Skaters of all ages enjoy roller skating at Holiday Skate Center. Pictured here on the rink are (front row, from left) Everett, Asahi, Addison, Lucy, Estee, Scott Sackin and Barbara Collins. In the second row are Amelia (left) and Elena, and in the third row are (from left) Lisa, Rozalyn, Chloe, Jossy, Mason and Gianna.
- - - -
Roller skating is a part of the American fabric. The first public skating rink opened in Chicago in 1902, attracting 7,000 people on opening night. In their heyday, there were many roller skating rinks across the country, including Holiday Skate Center in Orange, which opened 50 years ago.
Today, Holiday Skate Center is one of a small number of traditional roller rinks still standing. According to Roller Skating Association International, there are 29 left in California. The Orange facility’s lease expires in September, and the future plans of the owners are currently unknown.
“I was part of the small group of competitive skaters first to roll around the Holiday Skate Center floor prior to the grand opening,” says Scott Sackin, who is on a mission to keep indoor roller skating alive in the Orange area.
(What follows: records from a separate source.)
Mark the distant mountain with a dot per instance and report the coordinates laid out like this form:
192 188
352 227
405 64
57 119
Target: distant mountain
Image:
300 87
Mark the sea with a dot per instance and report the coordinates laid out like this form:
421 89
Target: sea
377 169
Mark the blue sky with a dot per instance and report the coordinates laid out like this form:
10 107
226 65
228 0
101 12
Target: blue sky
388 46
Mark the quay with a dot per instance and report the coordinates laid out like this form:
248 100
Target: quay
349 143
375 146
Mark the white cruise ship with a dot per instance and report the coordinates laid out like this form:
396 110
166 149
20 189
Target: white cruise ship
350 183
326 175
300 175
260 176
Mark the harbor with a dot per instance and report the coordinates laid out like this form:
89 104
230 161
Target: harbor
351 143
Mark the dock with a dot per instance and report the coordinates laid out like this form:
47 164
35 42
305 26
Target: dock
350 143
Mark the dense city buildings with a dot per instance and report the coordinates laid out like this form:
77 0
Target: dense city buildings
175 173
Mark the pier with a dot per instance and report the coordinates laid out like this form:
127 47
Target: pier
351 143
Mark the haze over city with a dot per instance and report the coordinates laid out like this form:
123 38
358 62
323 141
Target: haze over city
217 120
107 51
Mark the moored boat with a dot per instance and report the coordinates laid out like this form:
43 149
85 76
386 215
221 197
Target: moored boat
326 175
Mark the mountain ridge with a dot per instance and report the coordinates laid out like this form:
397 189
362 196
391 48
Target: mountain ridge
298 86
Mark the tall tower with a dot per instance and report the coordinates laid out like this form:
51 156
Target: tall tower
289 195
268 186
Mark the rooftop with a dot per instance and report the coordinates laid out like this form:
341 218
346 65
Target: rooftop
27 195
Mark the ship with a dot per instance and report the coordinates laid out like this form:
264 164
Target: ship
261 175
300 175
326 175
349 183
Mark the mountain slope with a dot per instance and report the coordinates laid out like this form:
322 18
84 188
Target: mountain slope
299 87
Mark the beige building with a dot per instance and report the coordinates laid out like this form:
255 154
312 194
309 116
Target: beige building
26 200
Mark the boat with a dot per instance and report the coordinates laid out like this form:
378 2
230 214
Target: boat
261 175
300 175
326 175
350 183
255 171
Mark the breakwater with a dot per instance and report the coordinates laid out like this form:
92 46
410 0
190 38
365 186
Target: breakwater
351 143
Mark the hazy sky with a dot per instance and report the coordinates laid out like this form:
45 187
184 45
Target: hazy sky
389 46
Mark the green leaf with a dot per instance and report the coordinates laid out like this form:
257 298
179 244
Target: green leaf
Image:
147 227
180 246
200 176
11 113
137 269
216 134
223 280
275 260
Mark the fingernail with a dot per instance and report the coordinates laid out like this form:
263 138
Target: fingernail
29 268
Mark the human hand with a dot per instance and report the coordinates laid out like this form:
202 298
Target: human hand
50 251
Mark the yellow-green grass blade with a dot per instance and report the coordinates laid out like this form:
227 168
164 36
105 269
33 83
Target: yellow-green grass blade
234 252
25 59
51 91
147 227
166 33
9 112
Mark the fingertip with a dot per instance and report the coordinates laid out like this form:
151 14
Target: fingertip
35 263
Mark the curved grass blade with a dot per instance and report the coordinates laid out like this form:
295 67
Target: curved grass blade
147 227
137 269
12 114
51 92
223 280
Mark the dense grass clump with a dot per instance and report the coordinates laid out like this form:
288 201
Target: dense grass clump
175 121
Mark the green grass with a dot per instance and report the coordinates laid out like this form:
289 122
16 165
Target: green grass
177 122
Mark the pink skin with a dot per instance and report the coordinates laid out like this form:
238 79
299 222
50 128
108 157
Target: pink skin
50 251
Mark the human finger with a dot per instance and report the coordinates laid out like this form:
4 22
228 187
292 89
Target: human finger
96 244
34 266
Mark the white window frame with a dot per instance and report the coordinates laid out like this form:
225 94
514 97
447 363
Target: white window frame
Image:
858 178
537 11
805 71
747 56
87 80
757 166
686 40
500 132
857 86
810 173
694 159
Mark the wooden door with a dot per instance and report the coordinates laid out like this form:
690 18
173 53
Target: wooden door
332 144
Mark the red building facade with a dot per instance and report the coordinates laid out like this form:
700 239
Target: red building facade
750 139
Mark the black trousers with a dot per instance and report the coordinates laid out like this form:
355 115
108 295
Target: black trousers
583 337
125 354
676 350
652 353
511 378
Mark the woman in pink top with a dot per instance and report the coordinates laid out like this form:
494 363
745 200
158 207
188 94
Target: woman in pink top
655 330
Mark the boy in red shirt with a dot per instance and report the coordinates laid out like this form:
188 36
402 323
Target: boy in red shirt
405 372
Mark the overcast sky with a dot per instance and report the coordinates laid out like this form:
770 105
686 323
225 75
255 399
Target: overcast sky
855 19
He competed at the rink when young, then returned to the sport as an adult five years ago when he rejoined the rink’s competitive club and became involved as a volunteer and a board member for the club.
“When I was a kid, Holiday Skate Center felt like a safe, welcoming environment. Once you get inside the walls of the rink, everyone has one thing in common—a love for skating,” says Sackin, co-leader of the Sackin-Stone Team at Seven Gables Real Estate, based in North Tustin and Huntington Beach. “The community needs more family fun centers like this.”
Ideally, Sackin wants to get “a friendly audience with the current owners” and would appreciate anyone who could help him “invest in the quest to keep this open.” Sackin’s goal is to find out whether the owners plan to develop the property. “Why not lease it month- to-month to my group until they finalize their future plans?” he suggests. “Let’s have communication on a finite end date.”
The real estate agent is seeking other options, if necessary, such as an alternate location in Orange or the county itself, where an “existing building could be turned into a skating center, or we find land and build one.”
Sackin believes in roller skating as an entity. “In my heart, I can’t see another rink close down,” he says. “I want to keep Holiday Skate Center alive however I can. If people in commercial real estate, developers, or anyone else could help, that would be awesome.” He also wants to make one thing clear: The impetus for this goal has nothing to do with his real estate business.
Sackin describes Holiday Skate Center as a “wonderful place” for schools and organizations to hold private parties or fundraisers. The Center has a “very good mechanism” for raising funds, and a closure would leave a “big gap” for nonprofits. Private figure skating training camps and learn-to-skate classes in three ability levels are also offered at the facility.
Barbara Collins, who will be 89 this June, has coached roller skaters in Southern California for 60 years. “I like to keep busy, and I enjoy teaching roller skating,” she says. “I especially like instructing beginners and young skaters in the 5- to 7-year-old category. They are so eager to do their best and please, and their parents tend to be very cooperative.”
Collins has taught at various rinks in the Southern California area, most recently instructing in Orange for the last nine years. “I like the Orange rink,” she says. “Though members of the skate club compete against one another, they also support each other.” To Collins, skating is a sport without barriers to entry. “Roller skating is something that everyone can do at any age,” she says. “We’ll have adults who are beginners hanging onto the rail, and before long they’re making their way around the rink. Roller skating builds camaraderie and is a great social outlet for the whole community.